Non è stata una questione di aspirazione ma forse di necessità, nel momento in cui non c’era altra prospettiva di cambiamento, se non quella di andarsene altrove, occorre rimboccarsi le maniche e iniziare al lavorare per il cambiamento a cui si aspira.

12) Nella sua vita privata, anche passata, ci sono delle passioni (sport, hobbies, interessi) che ha coltivato e che hanno lasciato il segno dentro di lei? Se si, quali insegnamenti ne ha ricavato?

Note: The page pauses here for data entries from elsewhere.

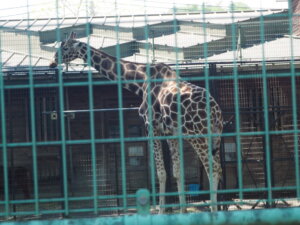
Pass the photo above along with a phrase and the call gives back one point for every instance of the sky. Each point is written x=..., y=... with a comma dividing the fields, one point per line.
x=47, y=8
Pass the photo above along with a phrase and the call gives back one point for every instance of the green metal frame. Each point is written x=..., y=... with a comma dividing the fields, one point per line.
x=144, y=198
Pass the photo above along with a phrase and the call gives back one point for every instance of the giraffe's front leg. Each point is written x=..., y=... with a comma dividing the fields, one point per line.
x=161, y=174
x=173, y=145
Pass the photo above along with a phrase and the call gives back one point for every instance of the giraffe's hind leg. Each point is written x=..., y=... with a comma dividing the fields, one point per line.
x=173, y=146
x=161, y=174
x=200, y=145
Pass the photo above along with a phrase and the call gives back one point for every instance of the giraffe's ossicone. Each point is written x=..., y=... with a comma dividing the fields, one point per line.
x=177, y=108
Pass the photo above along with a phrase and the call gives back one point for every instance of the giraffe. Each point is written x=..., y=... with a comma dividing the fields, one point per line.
x=164, y=91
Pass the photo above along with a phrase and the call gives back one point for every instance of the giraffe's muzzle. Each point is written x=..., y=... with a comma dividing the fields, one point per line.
x=53, y=65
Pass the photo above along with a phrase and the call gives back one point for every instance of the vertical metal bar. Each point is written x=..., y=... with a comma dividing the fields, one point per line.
x=120, y=106
x=4, y=136
x=266, y=111
x=237, y=105
x=149, y=102
x=294, y=99
x=32, y=117
x=179, y=112
x=207, y=105
x=92, y=117
x=62, y=119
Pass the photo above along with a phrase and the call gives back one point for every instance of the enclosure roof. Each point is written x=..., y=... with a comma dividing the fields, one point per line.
x=184, y=39
x=44, y=24
x=272, y=50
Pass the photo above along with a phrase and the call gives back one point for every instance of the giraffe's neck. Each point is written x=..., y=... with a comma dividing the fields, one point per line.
x=107, y=65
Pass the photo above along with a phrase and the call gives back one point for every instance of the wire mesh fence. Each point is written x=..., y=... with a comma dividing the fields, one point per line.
x=81, y=137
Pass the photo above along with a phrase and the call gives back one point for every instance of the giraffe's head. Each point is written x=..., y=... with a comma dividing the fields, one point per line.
x=68, y=50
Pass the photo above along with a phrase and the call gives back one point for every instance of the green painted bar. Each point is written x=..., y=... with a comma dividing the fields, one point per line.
x=144, y=198
x=62, y=121
x=266, y=112
x=4, y=141
x=121, y=115
x=236, y=104
x=294, y=101
x=92, y=124
x=149, y=100
x=267, y=216
x=33, y=124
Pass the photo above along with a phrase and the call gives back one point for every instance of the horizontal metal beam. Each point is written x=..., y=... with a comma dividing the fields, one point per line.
x=266, y=216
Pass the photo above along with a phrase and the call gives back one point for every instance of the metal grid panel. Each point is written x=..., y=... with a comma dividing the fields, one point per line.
x=86, y=154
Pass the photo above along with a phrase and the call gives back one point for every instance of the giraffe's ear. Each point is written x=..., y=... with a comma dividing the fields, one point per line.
x=76, y=45
x=72, y=36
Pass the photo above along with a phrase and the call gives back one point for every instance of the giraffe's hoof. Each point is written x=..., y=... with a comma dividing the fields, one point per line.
x=53, y=65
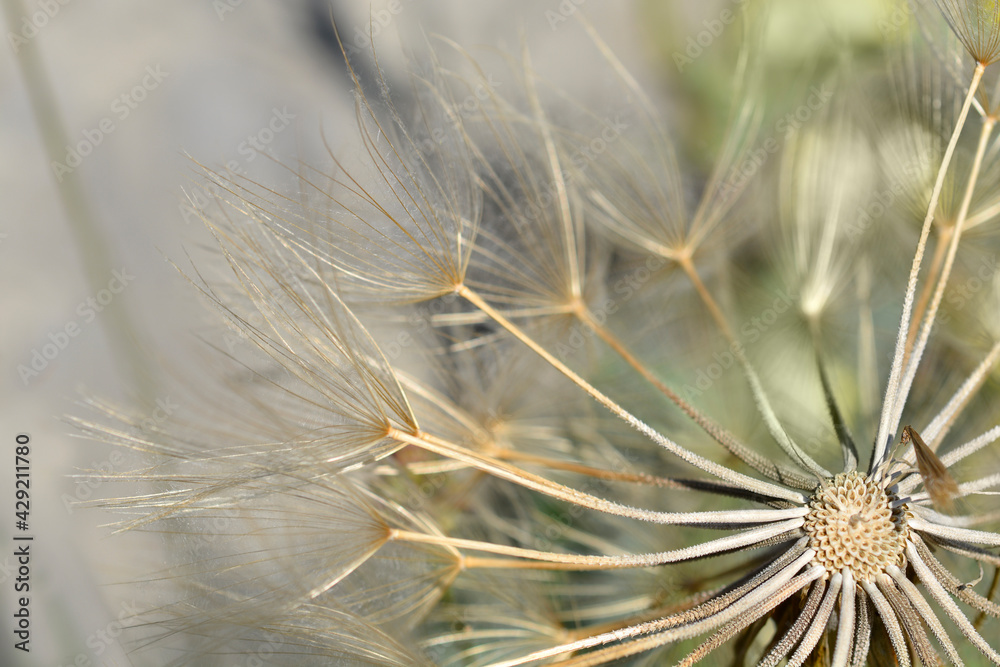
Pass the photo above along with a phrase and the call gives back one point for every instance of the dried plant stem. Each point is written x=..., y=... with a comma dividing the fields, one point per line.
x=886, y=425
x=692, y=624
x=548, y=560
x=933, y=271
x=760, y=397
x=540, y=484
x=720, y=471
x=942, y=283
x=756, y=461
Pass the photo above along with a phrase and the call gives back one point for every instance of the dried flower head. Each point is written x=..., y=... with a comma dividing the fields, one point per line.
x=479, y=427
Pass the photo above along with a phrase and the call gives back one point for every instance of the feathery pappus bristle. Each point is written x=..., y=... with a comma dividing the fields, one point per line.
x=524, y=385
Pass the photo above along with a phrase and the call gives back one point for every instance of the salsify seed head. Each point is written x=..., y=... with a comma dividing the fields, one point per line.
x=474, y=431
x=852, y=524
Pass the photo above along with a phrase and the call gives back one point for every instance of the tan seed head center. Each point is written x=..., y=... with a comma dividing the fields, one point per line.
x=852, y=525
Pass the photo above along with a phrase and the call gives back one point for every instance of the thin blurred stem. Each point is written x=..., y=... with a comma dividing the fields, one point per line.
x=720, y=471
x=981, y=618
x=942, y=283
x=756, y=461
x=886, y=429
x=89, y=238
x=708, y=300
x=760, y=397
x=540, y=484
x=940, y=250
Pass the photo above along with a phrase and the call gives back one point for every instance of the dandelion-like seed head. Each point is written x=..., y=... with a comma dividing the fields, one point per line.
x=488, y=508
x=852, y=524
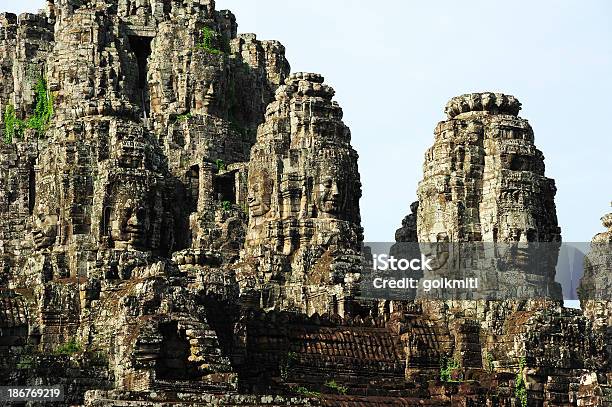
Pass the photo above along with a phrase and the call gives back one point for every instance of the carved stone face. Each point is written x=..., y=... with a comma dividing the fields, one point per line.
x=207, y=92
x=44, y=231
x=130, y=225
x=328, y=196
x=133, y=216
x=260, y=193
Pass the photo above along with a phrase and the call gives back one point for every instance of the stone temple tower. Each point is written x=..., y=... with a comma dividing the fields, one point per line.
x=484, y=177
x=483, y=181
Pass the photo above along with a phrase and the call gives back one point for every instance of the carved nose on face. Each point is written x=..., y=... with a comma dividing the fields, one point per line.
x=335, y=191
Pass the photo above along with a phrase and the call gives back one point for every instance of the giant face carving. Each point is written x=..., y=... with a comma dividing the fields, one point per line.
x=44, y=231
x=260, y=193
x=328, y=196
x=130, y=225
x=133, y=218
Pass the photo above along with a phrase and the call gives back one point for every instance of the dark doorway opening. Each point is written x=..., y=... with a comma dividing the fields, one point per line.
x=225, y=187
x=173, y=362
x=193, y=187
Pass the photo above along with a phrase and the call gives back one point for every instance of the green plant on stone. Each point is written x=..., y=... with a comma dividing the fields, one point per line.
x=489, y=359
x=448, y=370
x=307, y=393
x=13, y=127
x=520, y=389
x=183, y=117
x=69, y=348
x=288, y=364
x=207, y=41
x=331, y=384
x=26, y=362
x=43, y=111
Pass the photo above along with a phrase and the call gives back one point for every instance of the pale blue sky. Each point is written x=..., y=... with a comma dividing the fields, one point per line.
x=395, y=63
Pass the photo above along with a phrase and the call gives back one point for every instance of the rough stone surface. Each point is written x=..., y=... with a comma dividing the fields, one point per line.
x=186, y=230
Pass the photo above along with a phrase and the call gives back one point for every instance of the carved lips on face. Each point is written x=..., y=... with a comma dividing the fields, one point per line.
x=259, y=194
x=329, y=196
x=44, y=232
x=130, y=226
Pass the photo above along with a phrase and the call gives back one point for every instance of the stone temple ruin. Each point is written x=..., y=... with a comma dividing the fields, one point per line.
x=179, y=223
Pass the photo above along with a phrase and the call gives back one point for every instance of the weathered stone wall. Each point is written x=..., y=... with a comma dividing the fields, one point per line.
x=304, y=227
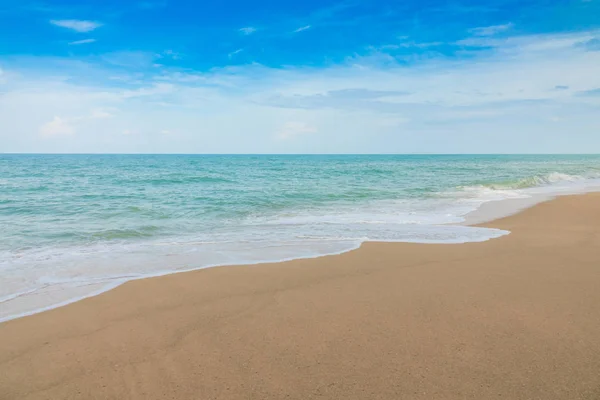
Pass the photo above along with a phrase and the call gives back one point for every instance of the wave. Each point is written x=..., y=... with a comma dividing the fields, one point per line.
x=549, y=179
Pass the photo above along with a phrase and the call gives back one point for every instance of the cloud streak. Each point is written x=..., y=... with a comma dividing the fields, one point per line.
x=84, y=41
x=491, y=30
x=249, y=30
x=303, y=28
x=76, y=25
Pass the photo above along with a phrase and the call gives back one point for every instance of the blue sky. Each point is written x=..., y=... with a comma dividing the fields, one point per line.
x=167, y=76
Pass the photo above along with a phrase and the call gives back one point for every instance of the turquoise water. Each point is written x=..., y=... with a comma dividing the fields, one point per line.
x=75, y=225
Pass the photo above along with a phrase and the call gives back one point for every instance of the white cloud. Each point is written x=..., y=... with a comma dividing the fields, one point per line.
x=503, y=99
x=304, y=28
x=84, y=41
x=100, y=113
x=234, y=53
x=490, y=30
x=77, y=25
x=293, y=129
x=249, y=30
x=57, y=127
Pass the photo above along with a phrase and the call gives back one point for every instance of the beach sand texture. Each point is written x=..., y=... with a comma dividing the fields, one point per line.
x=512, y=318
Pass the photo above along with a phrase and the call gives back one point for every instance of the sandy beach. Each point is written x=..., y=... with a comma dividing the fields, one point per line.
x=513, y=318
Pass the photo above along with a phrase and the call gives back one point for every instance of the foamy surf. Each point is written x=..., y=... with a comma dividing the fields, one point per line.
x=92, y=234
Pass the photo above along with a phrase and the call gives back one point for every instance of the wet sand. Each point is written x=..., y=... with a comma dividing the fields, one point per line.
x=513, y=318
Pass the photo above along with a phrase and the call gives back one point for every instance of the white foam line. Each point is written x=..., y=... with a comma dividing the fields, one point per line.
x=122, y=280
x=495, y=209
x=486, y=211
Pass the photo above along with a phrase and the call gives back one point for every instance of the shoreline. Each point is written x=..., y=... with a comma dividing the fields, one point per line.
x=516, y=316
x=486, y=213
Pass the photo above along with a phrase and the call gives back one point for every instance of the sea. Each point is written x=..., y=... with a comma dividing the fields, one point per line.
x=73, y=226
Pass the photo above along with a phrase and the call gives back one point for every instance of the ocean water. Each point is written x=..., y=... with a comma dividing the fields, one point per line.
x=72, y=226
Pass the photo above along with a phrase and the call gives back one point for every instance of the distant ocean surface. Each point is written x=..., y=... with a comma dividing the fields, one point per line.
x=75, y=225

Lo sport, sia praticato che vissuto a livello organizzativo, ha creato la coscienza del lavoro di squadra così come la determinazione al raggiungimento dei propri obiettivi. L’amore per i viaggi insegnano a non chiudere i propri orizzonti e le arti manuali, quando posso dedicarvi tempo, mi hanno insegnato a non dare nulla per scontato.

13) Con la preferenza unica crediamo che gli elettori valuteranno la competenza, le capacità del candidato, le sue motivazioni e l’entusiasmo. Cosa può dire a proposito riguardo le sue?

Posso dire che l’entusiasmo e la voglia di fare è tanta, così come il senso di responsabilità di un impegno preso di fronte alla cittadinanza. Sicuramente l’umiltà e la voglia di confrontarsi con la cittadinanza saranno la base di tutti i progetti che realizzeranno davvero quel cambiamento necessario alla ripresa del paese. RETE punta a valorizzare le enormi potenzialità di questo paese che, al di là dei proclami, sono la base per costruire un nuovo modello di sviluppo, non più illusorio ma futuribile.